I am trying to play around with Mosaic on the Databricks.
Previously I was able to run Mosaic library on DBR 11.3. however, Volumes was not support in this DBR 11.3 version.
So I changed the DBR to 13.3 Standard, but the Mosaic was not able to import.
I installed the lib as the documentation instructed. Here is the install and import snippet. Exactly as the documentation.
# Installation
%pip install databricks-mosaic --quiet # <- Mosaic 0.3 series
# %pip install "databricks-mosaic<0.5,>=0.4" --quiet # <- Mosaic 0.4 series (as available)
dbutils.library.restartPython()
# Setup libs
# -- configure AQE for more compute heavy operations
# - choose option-1 or option-2 below, essential for REPARTITION!

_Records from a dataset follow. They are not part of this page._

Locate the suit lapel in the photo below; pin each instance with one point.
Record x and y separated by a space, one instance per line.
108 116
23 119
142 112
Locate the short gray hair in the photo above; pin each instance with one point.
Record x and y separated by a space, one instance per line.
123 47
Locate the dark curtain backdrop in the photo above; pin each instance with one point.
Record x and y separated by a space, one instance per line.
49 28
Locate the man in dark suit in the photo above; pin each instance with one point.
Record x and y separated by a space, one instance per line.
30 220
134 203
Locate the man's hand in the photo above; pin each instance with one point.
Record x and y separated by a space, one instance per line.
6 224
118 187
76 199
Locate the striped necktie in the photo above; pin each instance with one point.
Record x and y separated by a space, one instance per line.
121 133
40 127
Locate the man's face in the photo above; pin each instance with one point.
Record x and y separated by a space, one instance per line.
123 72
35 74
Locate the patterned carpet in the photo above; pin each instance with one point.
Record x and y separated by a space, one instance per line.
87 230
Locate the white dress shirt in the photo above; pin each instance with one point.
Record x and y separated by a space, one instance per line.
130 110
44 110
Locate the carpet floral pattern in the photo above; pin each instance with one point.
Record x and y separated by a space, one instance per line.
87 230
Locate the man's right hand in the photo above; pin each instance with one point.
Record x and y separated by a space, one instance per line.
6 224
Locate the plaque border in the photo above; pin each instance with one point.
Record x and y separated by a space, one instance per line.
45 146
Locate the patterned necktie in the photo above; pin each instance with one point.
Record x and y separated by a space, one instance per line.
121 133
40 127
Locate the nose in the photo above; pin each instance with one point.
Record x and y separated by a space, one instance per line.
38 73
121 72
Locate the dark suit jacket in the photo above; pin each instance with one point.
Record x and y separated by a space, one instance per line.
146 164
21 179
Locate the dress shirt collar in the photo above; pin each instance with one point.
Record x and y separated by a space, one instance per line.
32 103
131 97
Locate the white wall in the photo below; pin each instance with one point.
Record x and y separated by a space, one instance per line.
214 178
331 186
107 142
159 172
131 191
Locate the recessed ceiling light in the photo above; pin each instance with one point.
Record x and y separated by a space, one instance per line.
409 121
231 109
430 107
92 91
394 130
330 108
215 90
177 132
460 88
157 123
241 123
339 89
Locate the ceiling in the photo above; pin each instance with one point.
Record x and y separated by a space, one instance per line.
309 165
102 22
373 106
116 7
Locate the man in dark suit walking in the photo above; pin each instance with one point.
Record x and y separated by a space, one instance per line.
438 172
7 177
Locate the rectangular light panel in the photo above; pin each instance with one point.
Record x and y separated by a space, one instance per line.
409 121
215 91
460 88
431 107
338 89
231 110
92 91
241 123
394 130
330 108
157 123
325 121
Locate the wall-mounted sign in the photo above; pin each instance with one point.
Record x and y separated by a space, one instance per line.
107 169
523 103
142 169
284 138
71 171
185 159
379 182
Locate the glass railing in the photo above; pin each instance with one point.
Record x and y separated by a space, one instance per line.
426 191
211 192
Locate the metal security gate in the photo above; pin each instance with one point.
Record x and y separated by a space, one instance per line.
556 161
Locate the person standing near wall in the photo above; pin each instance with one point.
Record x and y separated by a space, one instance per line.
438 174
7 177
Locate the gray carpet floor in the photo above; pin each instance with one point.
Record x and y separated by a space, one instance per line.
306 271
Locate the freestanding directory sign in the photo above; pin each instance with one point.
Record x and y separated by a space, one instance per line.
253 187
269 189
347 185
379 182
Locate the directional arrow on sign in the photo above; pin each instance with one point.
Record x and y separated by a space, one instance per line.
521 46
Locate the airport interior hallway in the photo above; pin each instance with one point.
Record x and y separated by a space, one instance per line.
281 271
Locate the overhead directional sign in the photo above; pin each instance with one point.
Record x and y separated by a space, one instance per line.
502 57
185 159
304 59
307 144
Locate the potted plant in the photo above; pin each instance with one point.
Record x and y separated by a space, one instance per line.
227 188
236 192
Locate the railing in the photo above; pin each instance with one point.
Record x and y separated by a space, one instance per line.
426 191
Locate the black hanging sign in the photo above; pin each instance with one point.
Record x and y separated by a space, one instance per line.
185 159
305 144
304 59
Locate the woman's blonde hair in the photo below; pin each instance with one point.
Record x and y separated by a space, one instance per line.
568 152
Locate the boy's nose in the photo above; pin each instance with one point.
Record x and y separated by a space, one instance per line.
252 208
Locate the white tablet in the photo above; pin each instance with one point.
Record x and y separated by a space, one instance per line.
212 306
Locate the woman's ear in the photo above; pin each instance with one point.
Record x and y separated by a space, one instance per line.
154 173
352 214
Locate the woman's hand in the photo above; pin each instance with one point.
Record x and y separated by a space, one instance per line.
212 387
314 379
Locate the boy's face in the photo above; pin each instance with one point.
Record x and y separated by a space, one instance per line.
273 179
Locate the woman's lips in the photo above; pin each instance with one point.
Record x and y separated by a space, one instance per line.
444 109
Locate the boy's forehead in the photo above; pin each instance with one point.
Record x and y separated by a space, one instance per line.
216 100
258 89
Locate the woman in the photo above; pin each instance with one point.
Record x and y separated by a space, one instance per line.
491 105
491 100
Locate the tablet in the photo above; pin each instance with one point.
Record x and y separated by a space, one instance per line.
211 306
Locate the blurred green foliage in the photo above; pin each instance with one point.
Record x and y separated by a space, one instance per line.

# spark.conf.set("spark.databricks.optimizer.adaptive.enabled", False) # <- option-1: turn off completely for full control
spark.conf.set("spark.sql.adaptive.coalescePartitions.enabled", False) # <- option-2: just tweak partition management
spark.conf.set("spark.sql.shuffle.partitions", 1_024) # <-- default is 200
# -- import databricks + spark functions
from pyspark.sql import functions as F
from pyspark.sql.functions import col, udf, explode, to_json, lit
from pyspark.sql.types import *
# -- setup mosaic
import mosaic as mos
mos.enable_mosaic(spark, dbutils)
# mos.enable_gdal(spark) # <- not needed for this example
# --other imports
import os
import pathlib
import requests
import warnings
warnings.simplefilter("ignore")
The error was only here,
java.lang.Exception: DEPRECATION ERROR:
Nevermind, I just found out the error message was folded. I should be using DBR with ML. DBR version 13.3 ML is working fine.